It used to be my desert island dish - if you were allowed just one dish that you had to eat again and again, what would it be? - well mine was Mutton Biryani. Nowadays, I hesitate - the love persists but the conscience protests!
So Hyderabad is the go-to place for biryani. Forget any other kind. Definitely forget the apologies for biryani that you sometimes get in restaurants in the UK - a uniformly coloured mix of rice and meat. Biryani has to surprise you, be variegated, enchant you with its varying contents. In Hyderabad it was always Paradise one went to for biryanis. Paradise the cinema in Secunderabad, which gave its name to the bus stop, near where Nausheen lived. The small little cafe has now become a huge multi-storey business, packing hot biryanis for people to collect on the way to the airport for eating that night in Delhi or Bombay or wherever, and a fairly large restaurant too. There are other places in Hyderabad now, but the mystique of Paradise Biryani is still gripping.
There is no point cooking tiny amounts of biryani - waste of effort. Cook for a large number and then freeze the rest. Or give it to a neighbour and make a friend for life! The quantities below are for 2 kilos of chicken pieces. I make it with more meat than normal (you can get double biryani - ie twice the weight of meat to dry rice, but I make it roughly treble).
2 Kg skinless chicken pieces on the bone - thighs, drumsticks, niblets
750 gms basmati rice - washed, then left soaking in water.
Cinnamon sticks - about 3 inch pieces
Cardamom seeds - about 20, bashed up if you wish
Cloves - about 10, bashed up
Shahjeera (black cumin) - about two teaspoons
Bay leaves - 3 or 4 if fresh, two or three if dry
Yogurt - stirred, about one a half cups
Ghee - quite a lot!
Onions - about 6 or 7, cut into semicircles
Ginger and garlic paste - about 1 and a half tablespoons
Green chillies - 2 or 3 hottish ones
Lemon - the juice of a large whole lemon
Salt - about 2 teaspoons
First fry all the onions in ghee - making sure you spread them out not pile them up, doing it in batches - until they are beautifully caramelised, dark brown. Put them aside.
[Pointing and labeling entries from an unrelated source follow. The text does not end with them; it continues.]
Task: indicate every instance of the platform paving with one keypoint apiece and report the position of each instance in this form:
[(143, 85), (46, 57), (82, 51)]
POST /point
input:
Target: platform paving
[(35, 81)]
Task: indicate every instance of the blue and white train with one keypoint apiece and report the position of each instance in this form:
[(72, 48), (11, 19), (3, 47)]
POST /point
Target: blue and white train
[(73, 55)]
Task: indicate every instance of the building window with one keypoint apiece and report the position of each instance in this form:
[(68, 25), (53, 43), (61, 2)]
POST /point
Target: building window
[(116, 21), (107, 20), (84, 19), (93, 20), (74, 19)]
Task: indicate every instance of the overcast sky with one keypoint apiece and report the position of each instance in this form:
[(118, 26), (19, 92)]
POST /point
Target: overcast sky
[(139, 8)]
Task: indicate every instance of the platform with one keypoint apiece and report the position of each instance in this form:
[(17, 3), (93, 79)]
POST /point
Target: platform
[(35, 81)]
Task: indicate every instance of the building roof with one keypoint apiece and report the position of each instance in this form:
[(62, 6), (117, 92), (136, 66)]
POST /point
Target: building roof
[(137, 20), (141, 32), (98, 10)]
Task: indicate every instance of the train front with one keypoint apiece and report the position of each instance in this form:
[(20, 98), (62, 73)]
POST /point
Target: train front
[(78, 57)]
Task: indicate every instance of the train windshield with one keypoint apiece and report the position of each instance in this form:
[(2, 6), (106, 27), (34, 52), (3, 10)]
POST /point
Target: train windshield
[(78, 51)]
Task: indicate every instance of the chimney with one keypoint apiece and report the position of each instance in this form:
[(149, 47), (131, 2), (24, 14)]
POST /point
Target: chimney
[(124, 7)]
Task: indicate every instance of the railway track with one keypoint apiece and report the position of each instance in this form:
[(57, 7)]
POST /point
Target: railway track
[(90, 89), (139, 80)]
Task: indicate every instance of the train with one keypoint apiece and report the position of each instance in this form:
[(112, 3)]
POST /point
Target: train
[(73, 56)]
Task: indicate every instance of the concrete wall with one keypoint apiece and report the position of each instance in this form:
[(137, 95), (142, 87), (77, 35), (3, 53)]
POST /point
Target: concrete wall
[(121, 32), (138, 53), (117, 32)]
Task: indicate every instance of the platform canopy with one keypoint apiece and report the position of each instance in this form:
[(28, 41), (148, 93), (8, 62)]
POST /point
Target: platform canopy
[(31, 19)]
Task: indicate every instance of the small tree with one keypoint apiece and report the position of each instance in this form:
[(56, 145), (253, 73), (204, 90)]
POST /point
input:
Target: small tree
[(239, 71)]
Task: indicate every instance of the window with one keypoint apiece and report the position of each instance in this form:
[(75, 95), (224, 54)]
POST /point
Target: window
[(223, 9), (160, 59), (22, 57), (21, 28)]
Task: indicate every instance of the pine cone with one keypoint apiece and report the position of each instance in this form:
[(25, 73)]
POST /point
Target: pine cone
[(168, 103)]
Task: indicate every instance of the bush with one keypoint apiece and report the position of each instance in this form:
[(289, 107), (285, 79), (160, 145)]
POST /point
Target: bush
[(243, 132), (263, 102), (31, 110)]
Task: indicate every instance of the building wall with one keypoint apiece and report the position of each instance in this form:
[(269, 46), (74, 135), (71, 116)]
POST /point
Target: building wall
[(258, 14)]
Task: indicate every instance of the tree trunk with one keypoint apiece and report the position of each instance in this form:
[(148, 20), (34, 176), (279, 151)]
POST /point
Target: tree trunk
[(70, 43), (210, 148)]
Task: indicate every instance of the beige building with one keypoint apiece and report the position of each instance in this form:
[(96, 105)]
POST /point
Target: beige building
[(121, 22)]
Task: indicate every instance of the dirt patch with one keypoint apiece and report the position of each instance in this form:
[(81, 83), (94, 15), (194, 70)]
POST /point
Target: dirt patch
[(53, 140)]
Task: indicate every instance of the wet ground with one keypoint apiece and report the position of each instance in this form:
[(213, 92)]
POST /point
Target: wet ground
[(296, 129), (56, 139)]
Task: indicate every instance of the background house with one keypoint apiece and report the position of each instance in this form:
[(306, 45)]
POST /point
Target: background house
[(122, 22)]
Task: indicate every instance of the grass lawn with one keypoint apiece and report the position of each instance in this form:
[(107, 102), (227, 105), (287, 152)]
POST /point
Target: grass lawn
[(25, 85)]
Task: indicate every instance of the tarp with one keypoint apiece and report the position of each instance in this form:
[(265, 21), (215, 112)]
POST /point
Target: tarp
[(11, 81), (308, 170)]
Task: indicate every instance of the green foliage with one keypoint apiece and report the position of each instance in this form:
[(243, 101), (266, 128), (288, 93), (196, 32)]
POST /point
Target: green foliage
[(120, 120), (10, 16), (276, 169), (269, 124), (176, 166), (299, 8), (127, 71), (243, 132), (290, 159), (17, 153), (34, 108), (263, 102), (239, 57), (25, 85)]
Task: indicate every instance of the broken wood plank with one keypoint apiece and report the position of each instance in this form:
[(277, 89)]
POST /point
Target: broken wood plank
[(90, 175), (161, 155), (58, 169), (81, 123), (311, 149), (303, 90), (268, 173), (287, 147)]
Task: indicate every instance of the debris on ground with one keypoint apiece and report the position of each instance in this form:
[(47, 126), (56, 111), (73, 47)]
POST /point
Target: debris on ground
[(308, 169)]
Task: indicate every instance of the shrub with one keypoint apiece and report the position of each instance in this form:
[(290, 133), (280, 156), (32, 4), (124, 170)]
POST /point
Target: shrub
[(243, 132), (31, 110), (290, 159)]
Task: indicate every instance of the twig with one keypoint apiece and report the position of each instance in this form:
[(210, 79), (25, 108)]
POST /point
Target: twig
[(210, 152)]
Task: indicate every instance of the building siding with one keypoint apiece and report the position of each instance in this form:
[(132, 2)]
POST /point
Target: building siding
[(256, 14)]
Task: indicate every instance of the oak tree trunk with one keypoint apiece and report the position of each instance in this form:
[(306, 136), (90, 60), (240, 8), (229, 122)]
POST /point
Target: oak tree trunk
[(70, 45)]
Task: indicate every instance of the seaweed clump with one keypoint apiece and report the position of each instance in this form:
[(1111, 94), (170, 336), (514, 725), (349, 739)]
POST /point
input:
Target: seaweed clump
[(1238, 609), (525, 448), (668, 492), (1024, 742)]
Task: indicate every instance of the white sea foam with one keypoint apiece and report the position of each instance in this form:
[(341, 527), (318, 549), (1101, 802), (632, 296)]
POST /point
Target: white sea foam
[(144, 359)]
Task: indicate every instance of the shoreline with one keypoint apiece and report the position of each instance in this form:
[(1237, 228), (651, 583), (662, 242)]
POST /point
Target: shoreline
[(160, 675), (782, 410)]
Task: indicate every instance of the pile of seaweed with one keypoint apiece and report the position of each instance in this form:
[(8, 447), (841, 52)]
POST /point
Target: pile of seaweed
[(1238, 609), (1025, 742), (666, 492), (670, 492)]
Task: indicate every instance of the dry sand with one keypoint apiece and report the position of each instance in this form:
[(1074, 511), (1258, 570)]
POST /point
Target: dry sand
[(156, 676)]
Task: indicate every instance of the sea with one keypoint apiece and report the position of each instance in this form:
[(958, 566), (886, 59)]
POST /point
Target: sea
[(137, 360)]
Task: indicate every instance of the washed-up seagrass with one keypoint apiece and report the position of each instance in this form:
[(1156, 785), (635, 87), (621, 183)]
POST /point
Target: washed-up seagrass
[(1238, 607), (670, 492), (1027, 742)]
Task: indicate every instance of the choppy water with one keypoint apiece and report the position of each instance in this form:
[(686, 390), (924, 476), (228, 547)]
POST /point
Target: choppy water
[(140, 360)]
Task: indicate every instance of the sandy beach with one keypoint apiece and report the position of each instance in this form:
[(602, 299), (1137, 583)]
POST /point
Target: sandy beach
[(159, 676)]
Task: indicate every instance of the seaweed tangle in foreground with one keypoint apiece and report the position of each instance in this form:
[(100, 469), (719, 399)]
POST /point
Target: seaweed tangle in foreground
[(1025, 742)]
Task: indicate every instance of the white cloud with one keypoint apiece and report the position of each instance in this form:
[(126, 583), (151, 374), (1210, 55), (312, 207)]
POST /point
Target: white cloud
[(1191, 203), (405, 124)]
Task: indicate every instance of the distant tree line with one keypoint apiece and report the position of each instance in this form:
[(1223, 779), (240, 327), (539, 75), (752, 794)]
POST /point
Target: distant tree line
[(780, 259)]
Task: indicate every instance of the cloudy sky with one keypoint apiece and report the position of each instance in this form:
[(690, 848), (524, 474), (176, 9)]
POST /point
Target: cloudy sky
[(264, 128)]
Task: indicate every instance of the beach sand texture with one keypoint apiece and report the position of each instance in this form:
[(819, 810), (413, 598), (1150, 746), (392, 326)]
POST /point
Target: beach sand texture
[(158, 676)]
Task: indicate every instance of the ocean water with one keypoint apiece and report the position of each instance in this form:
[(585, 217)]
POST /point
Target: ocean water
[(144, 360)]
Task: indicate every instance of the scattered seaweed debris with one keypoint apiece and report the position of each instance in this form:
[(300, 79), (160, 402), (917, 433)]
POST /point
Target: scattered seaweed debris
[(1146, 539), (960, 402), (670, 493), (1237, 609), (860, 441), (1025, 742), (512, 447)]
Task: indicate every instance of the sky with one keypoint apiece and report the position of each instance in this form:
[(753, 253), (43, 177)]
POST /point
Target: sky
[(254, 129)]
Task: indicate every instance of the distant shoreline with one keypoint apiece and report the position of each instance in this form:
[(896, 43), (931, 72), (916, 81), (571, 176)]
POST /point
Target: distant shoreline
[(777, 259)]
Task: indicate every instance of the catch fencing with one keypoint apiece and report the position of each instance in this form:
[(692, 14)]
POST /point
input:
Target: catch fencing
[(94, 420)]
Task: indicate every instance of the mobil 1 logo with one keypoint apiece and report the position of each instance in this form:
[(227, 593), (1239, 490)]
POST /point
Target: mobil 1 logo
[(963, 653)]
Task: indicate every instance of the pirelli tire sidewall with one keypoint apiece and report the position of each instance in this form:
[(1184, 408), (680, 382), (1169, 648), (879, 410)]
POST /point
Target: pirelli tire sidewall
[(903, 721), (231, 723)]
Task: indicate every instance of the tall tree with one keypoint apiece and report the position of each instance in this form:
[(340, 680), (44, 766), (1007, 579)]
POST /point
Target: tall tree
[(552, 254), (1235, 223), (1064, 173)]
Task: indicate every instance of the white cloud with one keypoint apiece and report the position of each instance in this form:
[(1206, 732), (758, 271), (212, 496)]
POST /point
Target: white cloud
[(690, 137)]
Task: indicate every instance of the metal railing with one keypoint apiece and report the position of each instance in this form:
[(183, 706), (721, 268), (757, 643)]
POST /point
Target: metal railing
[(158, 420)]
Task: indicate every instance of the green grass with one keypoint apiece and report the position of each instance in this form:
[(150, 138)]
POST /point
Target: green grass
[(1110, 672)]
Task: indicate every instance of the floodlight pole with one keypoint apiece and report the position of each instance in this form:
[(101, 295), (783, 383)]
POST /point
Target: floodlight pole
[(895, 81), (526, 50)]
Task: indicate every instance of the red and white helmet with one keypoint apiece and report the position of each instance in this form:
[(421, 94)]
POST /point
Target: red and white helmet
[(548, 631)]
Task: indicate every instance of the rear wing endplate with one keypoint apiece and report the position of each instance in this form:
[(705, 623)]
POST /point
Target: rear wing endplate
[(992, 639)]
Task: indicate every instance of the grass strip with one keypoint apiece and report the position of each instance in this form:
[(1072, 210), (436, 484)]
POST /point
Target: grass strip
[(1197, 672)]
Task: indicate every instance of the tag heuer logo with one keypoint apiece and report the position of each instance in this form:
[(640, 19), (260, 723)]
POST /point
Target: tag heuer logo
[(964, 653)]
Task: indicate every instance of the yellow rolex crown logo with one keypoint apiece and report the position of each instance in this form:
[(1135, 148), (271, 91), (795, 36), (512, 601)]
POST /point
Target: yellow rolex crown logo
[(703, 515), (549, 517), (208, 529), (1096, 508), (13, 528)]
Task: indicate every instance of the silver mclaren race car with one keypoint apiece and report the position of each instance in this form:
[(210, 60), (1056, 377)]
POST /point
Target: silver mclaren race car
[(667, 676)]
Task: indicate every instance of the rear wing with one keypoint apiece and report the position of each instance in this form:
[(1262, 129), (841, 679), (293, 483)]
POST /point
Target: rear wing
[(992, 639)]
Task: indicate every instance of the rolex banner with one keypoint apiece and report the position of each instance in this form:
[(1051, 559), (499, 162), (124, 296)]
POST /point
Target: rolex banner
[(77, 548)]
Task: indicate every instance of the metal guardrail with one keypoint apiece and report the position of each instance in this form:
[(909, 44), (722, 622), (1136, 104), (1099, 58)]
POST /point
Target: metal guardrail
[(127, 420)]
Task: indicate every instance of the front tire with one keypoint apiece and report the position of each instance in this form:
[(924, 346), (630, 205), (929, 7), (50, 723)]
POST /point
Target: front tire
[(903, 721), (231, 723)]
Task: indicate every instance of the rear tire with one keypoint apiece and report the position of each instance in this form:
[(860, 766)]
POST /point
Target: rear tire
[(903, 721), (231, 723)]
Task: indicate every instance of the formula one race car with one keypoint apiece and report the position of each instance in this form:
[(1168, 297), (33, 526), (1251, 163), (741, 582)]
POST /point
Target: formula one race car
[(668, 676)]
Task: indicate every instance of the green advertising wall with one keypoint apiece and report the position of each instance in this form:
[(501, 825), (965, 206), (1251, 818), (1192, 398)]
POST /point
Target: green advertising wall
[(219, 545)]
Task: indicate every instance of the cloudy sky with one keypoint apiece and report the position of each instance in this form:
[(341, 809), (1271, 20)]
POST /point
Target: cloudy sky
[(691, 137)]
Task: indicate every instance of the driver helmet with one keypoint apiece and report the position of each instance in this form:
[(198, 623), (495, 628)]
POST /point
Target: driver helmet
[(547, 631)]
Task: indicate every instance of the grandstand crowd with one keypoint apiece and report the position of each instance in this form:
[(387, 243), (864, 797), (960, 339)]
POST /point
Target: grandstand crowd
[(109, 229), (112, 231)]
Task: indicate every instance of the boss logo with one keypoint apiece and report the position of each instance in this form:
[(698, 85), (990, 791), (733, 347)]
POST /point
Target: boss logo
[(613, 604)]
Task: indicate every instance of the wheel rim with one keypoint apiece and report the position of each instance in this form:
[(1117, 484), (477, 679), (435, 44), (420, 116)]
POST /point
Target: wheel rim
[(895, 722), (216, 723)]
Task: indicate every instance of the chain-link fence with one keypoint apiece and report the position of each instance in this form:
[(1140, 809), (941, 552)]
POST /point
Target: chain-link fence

Put all the spices and half the onions into the yogurt, and mix it all in with the chicken in the morning, then put it in the fridge and forget about it till two hours before dinner.
Put the marinated chicken into a large saucepan or kadai - cover and cook on medium fire until the chicken is cooked - about an hour maybe. It will have a fair bit of juice around it. Leave it covered and hot.
Use a large wide saucepan (best is an ultra large paella pan) with a well fitting lid, or a large wide casserole dish with a well fitting dish. In either case, if in doubt about the lid's fit, use foil to seal any possible gaps. Or dough if you are being authentic. Heat the pan in the oven - make sure its hot before filling it. Get the oven hot to about 180 degrees C.
Get another large sauce pan (no lid needed) and cook the rice in a lot of water until it is about 50 to 60% ready. This is really the only tricky part of a biryani. Too soft and it goes nearer mushy, too hard and it remains too grainy. You can only guess this and learn it from practice. When the rice has just turned (to this 50% ish point), drain it, chucking the water.
Now, in the pan which was heating in the oven, spread the chicken with all its juice, sprinkle a few of the fried onions on top, then spread a layer of rice on top of it and sprinkle the rest of the onions on top. Then spread a few teaspoons of ghee on the rice (if the pan is narrower, you can have two layers of chicken, rice, chicken and rice). You could also mix a few strands of saffron in warm milk and roughly sprinkle a bit here and there on top.
Put the lid on tight and put it in the oven for about half an hour to forty minutes. DO NOT open to check. You have to take a chance. Bring to the table as is, and open it there. That's all part of the wow factor!